The setting of the parable is undoubtedly Palestinian and Middle Eastern. As Kenneth Bailey explains: the wedding banquet is to take place in the home of the groom. He, with his friends, has gone to fetch his bride so that the festivities can begin. The Syriac Peshitta, in keeping with this custom, has the girls going out to meet the bridegroom and the bride. The wedding procession would wind its way slowly through the town, or from one village to the next, stopping, no doubt, along the way to receive refreshment and people’s good wishes. In the meantime, the young girls, chosen to greet the bridal procession as it nears the groom’s home, have got bored and tired of waiting and have fallen asleep. We do not know if their lamps were lit as they waited and had to be replenished when the bridal party arrived or whether the place where they waited was already lit for the festivities and so their lamps did not need to be lit. In any case, when the shout goes up that the groom, with his bride, is approaching, they have either to replenish their lamps with oil or to light them afresh. It is then that half of the girls discover they have no oil left for the most important part of the evening. There is panic and they implore their better off friends to lend them some of their oil.

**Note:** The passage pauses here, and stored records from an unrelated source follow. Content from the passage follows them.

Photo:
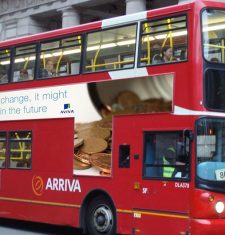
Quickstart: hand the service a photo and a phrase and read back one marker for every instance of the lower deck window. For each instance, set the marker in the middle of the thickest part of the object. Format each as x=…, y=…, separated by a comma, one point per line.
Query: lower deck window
x=166, y=155
x=2, y=149
x=20, y=146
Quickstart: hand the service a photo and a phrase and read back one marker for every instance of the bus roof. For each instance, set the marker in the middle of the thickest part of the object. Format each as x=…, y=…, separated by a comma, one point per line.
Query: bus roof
x=107, y=23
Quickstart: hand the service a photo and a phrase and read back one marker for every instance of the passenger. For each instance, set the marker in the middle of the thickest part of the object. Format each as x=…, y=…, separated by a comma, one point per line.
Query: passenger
x=169, y=158
x=157, y=59
x=214, y=60
x=183, y=55
x=23, y=75
x=167, y=54
x=3, y=75
x=48, y=71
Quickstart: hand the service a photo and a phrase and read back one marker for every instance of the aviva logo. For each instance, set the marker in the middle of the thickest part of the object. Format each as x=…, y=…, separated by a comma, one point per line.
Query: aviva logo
x=67, y=109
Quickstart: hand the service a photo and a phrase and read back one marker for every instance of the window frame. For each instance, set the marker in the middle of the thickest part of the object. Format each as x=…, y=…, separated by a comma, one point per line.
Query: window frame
x=187, y=165
x=155, y=20
x=14, y=56
x=83, y=71
x=23, y=140
x=39, y=51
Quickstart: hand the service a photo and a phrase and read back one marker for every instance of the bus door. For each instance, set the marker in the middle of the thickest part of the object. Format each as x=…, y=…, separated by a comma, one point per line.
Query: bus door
x=161, y=194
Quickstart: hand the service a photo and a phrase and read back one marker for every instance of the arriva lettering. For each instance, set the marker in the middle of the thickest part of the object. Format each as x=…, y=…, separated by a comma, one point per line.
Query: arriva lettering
x=182, y=185
x=60, y=184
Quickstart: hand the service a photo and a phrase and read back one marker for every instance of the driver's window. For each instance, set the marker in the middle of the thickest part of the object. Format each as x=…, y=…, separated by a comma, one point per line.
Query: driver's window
x=166, y=155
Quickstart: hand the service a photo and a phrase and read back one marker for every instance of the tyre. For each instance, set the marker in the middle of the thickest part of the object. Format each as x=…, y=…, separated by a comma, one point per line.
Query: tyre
x=101, y=217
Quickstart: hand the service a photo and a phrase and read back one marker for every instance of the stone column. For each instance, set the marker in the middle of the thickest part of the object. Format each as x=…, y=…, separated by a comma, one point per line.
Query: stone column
x=28, y=26
x=70, y=17
x=133, y=6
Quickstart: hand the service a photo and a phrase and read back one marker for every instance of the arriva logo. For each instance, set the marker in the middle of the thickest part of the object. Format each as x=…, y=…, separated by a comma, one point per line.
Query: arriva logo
x=54, y=184
x=67, y=109
x=37, y=185
x=59, y=184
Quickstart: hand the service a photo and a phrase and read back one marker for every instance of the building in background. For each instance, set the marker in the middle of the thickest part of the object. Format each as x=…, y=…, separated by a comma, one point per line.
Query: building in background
x=26, y=17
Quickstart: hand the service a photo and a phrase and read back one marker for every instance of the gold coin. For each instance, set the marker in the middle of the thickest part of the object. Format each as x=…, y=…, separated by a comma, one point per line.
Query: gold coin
x=127, y=99
x=78, y=142
x=83, y=157
x=95, y=132
x=102, y=161
x=77, y=165
x=94, y=145
x=84, y=126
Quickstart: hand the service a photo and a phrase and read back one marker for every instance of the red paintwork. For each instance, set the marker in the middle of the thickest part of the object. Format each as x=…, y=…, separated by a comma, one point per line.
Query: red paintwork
x=53, y=153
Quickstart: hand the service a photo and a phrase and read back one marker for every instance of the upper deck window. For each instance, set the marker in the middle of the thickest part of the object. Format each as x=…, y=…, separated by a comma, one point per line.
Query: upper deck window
x=213, y=30
x=211, y=149
x=60, y=57
x=24, y=63
x=110, y=49
x=4, y=65
x=163, y=41
x=20, y=149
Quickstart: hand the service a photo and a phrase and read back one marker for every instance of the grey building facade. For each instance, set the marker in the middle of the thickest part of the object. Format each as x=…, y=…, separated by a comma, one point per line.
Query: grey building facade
x=26, y=17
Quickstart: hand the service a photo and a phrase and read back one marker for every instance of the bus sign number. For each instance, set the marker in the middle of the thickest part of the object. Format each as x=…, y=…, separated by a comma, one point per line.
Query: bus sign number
x=220, y=174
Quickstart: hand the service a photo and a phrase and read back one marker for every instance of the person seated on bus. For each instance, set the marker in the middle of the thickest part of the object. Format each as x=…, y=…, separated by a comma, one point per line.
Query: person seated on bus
x=183, y=55
x=157, y=59
x=48, y=71
x=214, y=60
x=172, y=166
x=167, y=55
x=3, y=75
x=23, y=75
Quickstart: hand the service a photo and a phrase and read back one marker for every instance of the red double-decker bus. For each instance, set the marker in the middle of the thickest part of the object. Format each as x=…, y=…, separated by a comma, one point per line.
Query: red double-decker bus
x=118, y=126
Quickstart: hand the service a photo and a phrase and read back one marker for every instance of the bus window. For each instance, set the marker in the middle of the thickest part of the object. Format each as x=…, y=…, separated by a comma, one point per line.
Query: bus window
x=213, y=35
x=20, y=148
x=60, y=57
x=110, y=49
x=24, y=63
x=2, y=149
x=211, y=149
x=124, y=156
x=163, y=41
x=215, y=89
x=165, y=156
x=4, y=65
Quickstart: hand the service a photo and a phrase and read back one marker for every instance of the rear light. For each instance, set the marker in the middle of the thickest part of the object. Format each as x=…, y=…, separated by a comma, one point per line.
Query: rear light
x=219, y=207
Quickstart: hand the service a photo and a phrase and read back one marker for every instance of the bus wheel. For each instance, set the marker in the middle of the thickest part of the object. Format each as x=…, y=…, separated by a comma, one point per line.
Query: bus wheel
x=101, y=217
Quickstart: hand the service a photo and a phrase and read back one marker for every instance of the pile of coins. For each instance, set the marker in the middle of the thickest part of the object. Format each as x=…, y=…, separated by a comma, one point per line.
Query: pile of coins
x=92, y=141
x=92, y=145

Quite understandably, their prudent friends refuse in case they should not have enough for themselves and the procession is left without lights to welcome it. The improvident ones then go out, in the middle of the night, to the bazaar to see if someone will sell them the oil they need. By the time they return, the gate of the house is locked and bolted and the groom refuses to open it again for these late arrivals.
There is plenty here for allegorical speculation: the bridegroom is Christ and his bride is the Church (Eph 5:21-32) whom he is bringing to the wedding banquet (Rev 19:6-9). The ten young girls are members of the Church. They have all been invited to the banquet and supplied with lamps with which they can be lights in this world of darkness and danger but it is only the prudent ones who take care and are prepared for the work they have to do who gain entrance to the wedding feast. When the time of judgement comes, no one can bear another’s burden and each will all have to answer for him or herself (Gal 6:4,5).

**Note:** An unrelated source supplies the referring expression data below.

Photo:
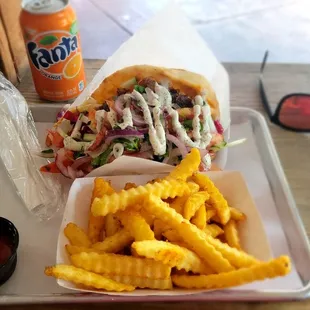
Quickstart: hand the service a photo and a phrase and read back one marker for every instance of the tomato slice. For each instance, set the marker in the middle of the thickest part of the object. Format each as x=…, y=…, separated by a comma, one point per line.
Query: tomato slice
x=54, y=138
x=51, y=167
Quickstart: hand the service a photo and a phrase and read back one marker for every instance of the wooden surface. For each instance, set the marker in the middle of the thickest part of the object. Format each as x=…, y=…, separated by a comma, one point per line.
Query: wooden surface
x=293, y=149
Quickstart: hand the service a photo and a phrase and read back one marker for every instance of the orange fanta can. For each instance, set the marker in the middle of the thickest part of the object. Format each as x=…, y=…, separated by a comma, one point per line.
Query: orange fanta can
x=54, y=50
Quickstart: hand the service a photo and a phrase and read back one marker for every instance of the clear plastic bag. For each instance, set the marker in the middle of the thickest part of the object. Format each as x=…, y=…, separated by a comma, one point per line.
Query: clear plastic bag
x=41, y=194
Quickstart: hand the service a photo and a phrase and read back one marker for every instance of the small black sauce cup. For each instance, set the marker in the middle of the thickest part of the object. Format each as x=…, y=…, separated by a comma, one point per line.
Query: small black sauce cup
x=8, y=232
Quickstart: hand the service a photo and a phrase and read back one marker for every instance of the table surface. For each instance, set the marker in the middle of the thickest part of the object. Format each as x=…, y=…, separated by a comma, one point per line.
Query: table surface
x=293, y=149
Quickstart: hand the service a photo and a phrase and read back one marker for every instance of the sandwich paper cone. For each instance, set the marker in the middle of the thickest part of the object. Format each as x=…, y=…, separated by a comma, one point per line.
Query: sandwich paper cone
x=231, y=184
x=160, y=43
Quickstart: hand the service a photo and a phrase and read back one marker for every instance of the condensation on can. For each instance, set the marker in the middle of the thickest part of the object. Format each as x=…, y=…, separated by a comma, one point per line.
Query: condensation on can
x=52, y=40
x=44, y=6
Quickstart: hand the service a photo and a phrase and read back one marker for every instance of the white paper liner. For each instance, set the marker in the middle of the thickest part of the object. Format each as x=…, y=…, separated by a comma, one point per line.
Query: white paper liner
x=168, y=40
x=231, y=184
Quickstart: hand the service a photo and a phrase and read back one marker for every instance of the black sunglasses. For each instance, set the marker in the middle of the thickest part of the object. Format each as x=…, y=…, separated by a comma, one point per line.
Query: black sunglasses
x=293, y=110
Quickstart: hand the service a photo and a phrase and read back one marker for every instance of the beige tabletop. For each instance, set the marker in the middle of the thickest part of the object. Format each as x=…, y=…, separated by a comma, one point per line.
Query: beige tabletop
x=293, y=149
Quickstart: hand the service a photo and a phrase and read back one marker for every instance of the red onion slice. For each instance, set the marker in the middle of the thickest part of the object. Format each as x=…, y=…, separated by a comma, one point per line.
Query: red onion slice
x=80, y=161
x=119, y=105
x=166, y=160
x=122, y=133
x=59, y=159
x=71, y=173
x=180, y=145
x=137, y=119
x=219, y=127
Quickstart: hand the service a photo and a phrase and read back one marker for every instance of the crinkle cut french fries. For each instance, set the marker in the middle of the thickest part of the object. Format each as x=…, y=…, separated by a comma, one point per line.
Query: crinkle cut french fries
x=178, y=231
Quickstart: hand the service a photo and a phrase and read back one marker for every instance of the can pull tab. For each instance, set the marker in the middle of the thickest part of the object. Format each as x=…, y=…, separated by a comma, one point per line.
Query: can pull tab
x=41, y=4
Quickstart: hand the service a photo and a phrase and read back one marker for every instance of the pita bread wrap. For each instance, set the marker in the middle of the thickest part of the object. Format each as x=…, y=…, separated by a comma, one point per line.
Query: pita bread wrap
x=143, y=111
x=188, y=83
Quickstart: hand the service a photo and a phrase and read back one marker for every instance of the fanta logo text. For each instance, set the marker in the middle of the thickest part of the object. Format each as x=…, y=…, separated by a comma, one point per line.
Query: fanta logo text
x=43, y=58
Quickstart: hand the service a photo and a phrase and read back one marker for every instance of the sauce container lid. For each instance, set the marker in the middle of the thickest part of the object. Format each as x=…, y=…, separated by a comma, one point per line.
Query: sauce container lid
x=9, y=240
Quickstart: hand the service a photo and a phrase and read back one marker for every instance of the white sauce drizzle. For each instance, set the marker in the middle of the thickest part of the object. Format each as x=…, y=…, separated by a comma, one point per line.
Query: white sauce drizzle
x=154, y=103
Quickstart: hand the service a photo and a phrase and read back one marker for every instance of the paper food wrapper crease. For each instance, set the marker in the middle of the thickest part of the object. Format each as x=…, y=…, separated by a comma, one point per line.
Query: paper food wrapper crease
x=231, y=183
x=168, y=40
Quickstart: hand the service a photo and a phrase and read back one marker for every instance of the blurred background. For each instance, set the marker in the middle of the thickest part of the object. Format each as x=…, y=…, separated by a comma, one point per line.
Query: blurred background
x=236, y=30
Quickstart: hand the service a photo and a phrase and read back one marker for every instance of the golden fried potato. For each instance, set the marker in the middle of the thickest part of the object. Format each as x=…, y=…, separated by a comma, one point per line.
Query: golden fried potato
x=216, y=200
x=187, y=167
x=77, y=235
x=130, y=185
x=190, y=234
x=111, y=225
x=263, y=270
x=231, y=234
x=237, y=215
x=172, y=235
x=89, y=279
x=95, y=224
x=213, y=230
x=147, y=216
x=136, y=225
x=134, y=196
x=178, y=203
x=159, y=227
x=116, y=264
x=193, y=203
x=115, y=243
x=237, y=258
x=172, y=255
x=200, y=217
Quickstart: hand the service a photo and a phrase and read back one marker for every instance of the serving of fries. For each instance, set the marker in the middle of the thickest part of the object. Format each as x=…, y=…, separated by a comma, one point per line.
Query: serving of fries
x=178, y=231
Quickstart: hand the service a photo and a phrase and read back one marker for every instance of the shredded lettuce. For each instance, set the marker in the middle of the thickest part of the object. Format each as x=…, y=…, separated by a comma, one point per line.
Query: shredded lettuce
x=188, y=125
x=132, y=145
x=102, y=158
x=224, y=144
x=139, y=89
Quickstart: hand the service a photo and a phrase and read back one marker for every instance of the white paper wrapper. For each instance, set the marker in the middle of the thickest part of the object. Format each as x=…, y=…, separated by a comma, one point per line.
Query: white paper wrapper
x=169, y=40
x=231, y=184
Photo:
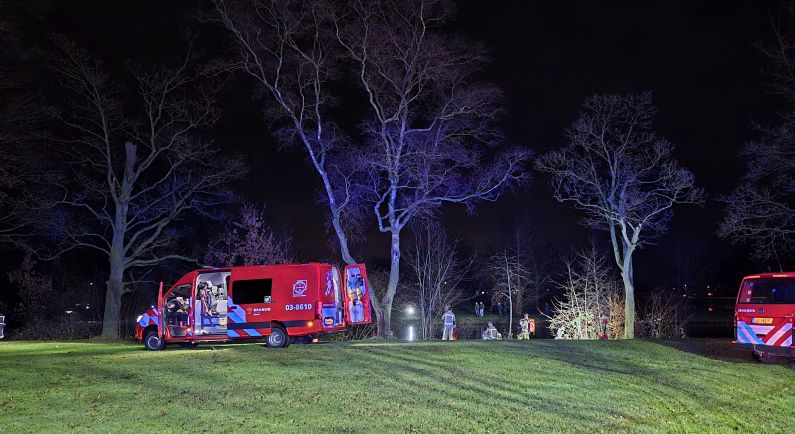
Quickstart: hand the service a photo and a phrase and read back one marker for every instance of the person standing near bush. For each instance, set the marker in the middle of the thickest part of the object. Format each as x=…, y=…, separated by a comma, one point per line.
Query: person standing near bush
x=449, y=324
x=524, y=326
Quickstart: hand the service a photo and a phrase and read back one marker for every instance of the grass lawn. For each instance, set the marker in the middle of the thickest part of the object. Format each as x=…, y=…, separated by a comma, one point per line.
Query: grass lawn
x=375, y=386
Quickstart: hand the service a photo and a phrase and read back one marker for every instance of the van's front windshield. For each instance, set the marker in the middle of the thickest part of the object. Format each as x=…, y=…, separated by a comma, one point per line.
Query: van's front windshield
x=774, y=290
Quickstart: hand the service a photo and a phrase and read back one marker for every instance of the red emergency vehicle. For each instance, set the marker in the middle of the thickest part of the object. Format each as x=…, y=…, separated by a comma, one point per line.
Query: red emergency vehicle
x=271, y=302
x=765, y=312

There is some usefulness in thinking about the parable in this way but we should not lose sight of the truth that the central point of it is the coming of the bridegroom and our readiness for such a coming and such a meeting. Will be found on the side of the prudent ones or the scatterbrained and neglectful? Will we go in to the opened gate of the new heaven and the new earth or will we be left out?

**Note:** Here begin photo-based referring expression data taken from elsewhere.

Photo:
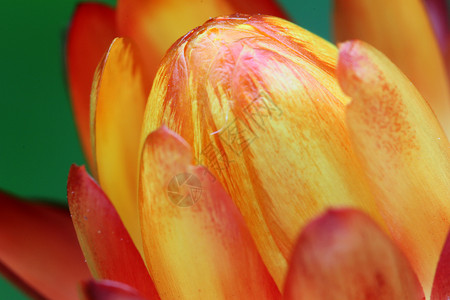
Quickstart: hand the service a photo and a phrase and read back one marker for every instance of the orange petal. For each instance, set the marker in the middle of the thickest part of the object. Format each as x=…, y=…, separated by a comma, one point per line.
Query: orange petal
x=438, y=15
x=404, y=151
x=107, y=246
x=196, y=244
x=401, y=30
x=344, y=255
x=118, y=100
x=91, y=31
x=257, y=99
x=441, y=284
x=155, y=25
x=109, y=290
x=40, y=249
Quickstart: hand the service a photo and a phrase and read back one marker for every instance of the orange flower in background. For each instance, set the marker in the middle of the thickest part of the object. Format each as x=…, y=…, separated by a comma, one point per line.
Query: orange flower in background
x=217, y=182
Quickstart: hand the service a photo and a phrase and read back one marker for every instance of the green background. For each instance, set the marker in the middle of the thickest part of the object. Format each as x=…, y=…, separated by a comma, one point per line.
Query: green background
x=38, y=141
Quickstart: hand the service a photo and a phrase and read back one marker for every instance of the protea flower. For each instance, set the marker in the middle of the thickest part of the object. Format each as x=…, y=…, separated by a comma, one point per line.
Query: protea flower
x=270, y=126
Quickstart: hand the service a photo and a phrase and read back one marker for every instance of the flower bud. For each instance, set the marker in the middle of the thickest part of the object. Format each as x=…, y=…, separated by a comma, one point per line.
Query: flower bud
x=257, y=99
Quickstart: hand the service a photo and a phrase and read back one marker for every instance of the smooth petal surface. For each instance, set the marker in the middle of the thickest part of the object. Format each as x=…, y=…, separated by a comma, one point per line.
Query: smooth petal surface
x=38, y=247
x=90, y=34
x=196, y=243
x=401, y=30
x=257, y=99
x=118, y=100
x=107, y=246
x=343, y=255
x=155, y=24
x=109, y=290
x=441, y=284
x=404, y=151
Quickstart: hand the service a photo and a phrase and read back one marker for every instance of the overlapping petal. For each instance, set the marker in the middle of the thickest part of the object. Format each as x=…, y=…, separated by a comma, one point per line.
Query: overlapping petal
x=402, y=31
x=39, y=249
x=196, y=243
x=258, y=100
x=404, y=151
x=344, y=255
x=91, y=31
x=118, y=100
x=107, y=246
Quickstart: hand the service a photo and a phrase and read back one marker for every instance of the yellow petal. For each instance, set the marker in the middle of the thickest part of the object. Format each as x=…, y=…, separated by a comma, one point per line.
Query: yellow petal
x=404, y=151
x=400, y=29
x=257, y=99
x=196, y=244
x=117, y=106
x=155, y=25
x=344, y=255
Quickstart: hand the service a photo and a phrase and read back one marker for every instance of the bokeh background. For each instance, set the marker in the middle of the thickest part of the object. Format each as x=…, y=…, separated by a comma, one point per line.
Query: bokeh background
x=38, y=140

Very little is known of Margaret of Antioch but what we do know tells us that she was one of the wise virgins. Born to pagan parents but brought up by a Christian nurse, with whom she stayed after her parents rejected her because of the faith she had learnt from her nurse. When she spurned a highly placed Roman suitor, because she had dedicated her life to Christ, she was hauled up before the magistrates and told to make an offering to Caesar and the pagan gods. On her refusal, she was brutally tortured and at first they tried to burn her at the stake. When this did not work, they tried to drown her. Failing in this also, she was, at last, beheaded by the sword. She, certainly, gained entry to the wedding feast of the Lamb!
It is remarkable how many women martyrs there have been since the earliest times. They have been slave girls and matrons, shepherdesses (like Margaret) and scholars, women for every class and social background. Today also women are being imprisoned for their faith and kept in prison because they refuse to give it up: Asia Bibi in Pakistan, Mariam and Marjieh in Iran, Pastor Wang Yi’s wife in China. As we pray for them, we give thanks for their witness and pray for courage for ourselves that, when the time comes, we too may be like them.